Suku Karo Jahe ini selain menjadi bagian dari sub-suku Karo, masih terbagi lagi menjadi 2 kelompok kecil, yaitu Karo Sinuan Bunga dan Karo Sinuan Gamber. Pemukiman masyarakat yang disebut sebagai Karo Jahe, tidak seperti masyarakat Karo Gugung yang lebih memilih di daerah pegunungan di sekitar gunung Sibayak dan gunung Sinabung, sedangkan masyarakat Karo Jahe ini menurut orang Karo Gugung, pada awalnya mereka juga berasal dari Karo Gugung, tetapi karena telah terjadi gelombang migrasi ke dataran rendah, dan juga terjadi beberapa konflik di antara mereka, akhirnya sekelompok orang memilih bermigrasi ke dataran rendah, dan tersebar ke beberapa wilayah di Deli Serdang, Langkat hingga ke kota Binjai.

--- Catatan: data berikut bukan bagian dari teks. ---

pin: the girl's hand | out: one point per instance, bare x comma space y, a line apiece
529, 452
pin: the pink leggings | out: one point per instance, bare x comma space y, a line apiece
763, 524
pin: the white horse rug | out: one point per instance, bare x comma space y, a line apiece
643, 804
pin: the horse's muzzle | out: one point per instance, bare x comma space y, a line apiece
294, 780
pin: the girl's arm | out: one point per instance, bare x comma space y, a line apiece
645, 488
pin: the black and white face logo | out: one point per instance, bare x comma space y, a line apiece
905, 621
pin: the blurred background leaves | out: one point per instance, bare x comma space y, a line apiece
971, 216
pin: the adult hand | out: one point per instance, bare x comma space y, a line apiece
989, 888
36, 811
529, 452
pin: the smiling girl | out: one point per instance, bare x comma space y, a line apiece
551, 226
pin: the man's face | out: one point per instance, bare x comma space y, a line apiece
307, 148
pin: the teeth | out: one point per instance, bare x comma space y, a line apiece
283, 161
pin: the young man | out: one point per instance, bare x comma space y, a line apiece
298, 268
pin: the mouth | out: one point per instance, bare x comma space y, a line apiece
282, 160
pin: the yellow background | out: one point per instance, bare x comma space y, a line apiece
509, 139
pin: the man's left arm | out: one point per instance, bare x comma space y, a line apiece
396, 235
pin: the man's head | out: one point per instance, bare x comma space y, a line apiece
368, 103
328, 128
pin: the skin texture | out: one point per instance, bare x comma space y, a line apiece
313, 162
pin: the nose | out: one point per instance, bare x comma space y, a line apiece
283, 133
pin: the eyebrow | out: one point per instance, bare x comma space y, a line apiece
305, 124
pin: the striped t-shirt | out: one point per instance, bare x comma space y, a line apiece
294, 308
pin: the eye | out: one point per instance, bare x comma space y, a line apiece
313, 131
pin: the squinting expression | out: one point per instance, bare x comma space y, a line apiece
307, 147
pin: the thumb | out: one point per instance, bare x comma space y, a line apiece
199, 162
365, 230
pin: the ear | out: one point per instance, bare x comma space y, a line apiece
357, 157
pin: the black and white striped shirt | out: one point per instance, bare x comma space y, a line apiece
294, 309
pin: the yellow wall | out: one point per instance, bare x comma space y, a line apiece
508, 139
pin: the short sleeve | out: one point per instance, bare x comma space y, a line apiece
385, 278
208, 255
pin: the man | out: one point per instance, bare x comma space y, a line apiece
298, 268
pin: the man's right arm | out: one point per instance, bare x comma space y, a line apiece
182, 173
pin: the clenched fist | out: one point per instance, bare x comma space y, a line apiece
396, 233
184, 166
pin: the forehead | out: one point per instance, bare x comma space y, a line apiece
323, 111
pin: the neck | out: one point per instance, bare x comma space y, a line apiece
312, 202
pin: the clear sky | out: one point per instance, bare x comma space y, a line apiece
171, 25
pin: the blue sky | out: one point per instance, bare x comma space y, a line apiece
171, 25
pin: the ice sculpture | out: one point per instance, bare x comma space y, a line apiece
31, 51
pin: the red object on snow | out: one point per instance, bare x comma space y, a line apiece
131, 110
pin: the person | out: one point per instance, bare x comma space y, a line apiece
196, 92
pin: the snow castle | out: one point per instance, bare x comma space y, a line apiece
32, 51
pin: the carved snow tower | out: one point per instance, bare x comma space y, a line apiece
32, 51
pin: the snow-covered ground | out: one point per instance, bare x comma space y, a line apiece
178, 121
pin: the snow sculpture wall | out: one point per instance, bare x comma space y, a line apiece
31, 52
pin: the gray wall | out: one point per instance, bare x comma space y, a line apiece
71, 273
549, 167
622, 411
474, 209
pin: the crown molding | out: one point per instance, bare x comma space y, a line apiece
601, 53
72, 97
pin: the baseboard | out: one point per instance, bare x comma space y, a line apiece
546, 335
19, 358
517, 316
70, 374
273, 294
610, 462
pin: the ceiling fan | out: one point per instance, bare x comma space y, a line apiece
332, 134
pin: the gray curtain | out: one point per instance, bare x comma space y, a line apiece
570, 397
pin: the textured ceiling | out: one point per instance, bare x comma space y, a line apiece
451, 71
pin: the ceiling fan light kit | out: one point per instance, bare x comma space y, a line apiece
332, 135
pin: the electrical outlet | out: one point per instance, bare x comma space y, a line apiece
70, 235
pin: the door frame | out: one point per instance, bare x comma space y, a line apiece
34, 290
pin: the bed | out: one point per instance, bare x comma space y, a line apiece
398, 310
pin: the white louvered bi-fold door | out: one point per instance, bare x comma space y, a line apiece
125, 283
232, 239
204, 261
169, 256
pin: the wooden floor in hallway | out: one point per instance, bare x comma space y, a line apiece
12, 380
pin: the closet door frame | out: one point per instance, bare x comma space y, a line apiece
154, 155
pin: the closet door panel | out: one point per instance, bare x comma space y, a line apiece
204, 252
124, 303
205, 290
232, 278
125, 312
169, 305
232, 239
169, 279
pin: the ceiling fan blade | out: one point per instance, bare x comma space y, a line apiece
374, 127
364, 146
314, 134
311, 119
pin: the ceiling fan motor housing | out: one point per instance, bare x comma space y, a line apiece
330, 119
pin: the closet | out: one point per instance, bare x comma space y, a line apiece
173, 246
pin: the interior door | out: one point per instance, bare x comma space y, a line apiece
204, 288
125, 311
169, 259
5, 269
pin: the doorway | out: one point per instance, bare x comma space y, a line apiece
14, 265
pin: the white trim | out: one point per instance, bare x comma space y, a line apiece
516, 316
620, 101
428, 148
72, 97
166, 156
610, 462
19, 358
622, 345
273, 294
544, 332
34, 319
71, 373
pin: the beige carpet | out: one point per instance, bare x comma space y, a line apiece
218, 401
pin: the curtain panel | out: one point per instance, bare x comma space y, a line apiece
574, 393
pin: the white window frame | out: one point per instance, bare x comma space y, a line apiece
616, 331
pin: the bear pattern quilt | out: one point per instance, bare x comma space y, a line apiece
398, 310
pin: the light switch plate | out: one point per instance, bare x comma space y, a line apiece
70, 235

Beberapa peneliti sejarah, berpendapat bahwa masyarakat Karo Jahe ini adalah keturunan dari Kerajaan Haru yang melarikan diri dan membentuk komunitas suku Karo Jahe yang bermukim di wilayah mereka sekarang ini. Di daerah baru ini mereka hidup di antara budaya Melayu, sehingga beberapa tradisi mereka agak terpengaruh dengan budaya Melayu. Walaupun begitu mereka tetap mempertahankan tradisi dan identitas mereka sebagai suku Karo. Bahasa dan dialek yang mereka pakai juga sedikit tidaknya agak terpengaruh bahasa dan dialek Melayu, sehingga mereka memiliki dialek yang berbeda dengan dialek Karo Gugung.

Sebagian besar masyarakat suku Karo Jahe telah memeluk agama Islam, karena pengaruh dominasi agama masyarakat Melayu yang juga telah lama bermukim di wilayah mereka sekarang. Sedangkan sebagian kecil masyarakat suku Karo Jahe memilih untuk beragama Kristen, sedangkan sisanya masih ada yang mempertahankan agama sipelbegu, yaitu agama tradisional lama, yang dibawa mereka dari wilayah pegunungan dahulu.

Kehidupan sehari -hari masyarakat Karo Jahe ini adalah sebagai petani, terutama pada tanaman sayur-sayuran dan buah-buahan. Selain itu mereka juga menanam tanaman keras seperti kakao dan beberapa jenis tanaman keras lain.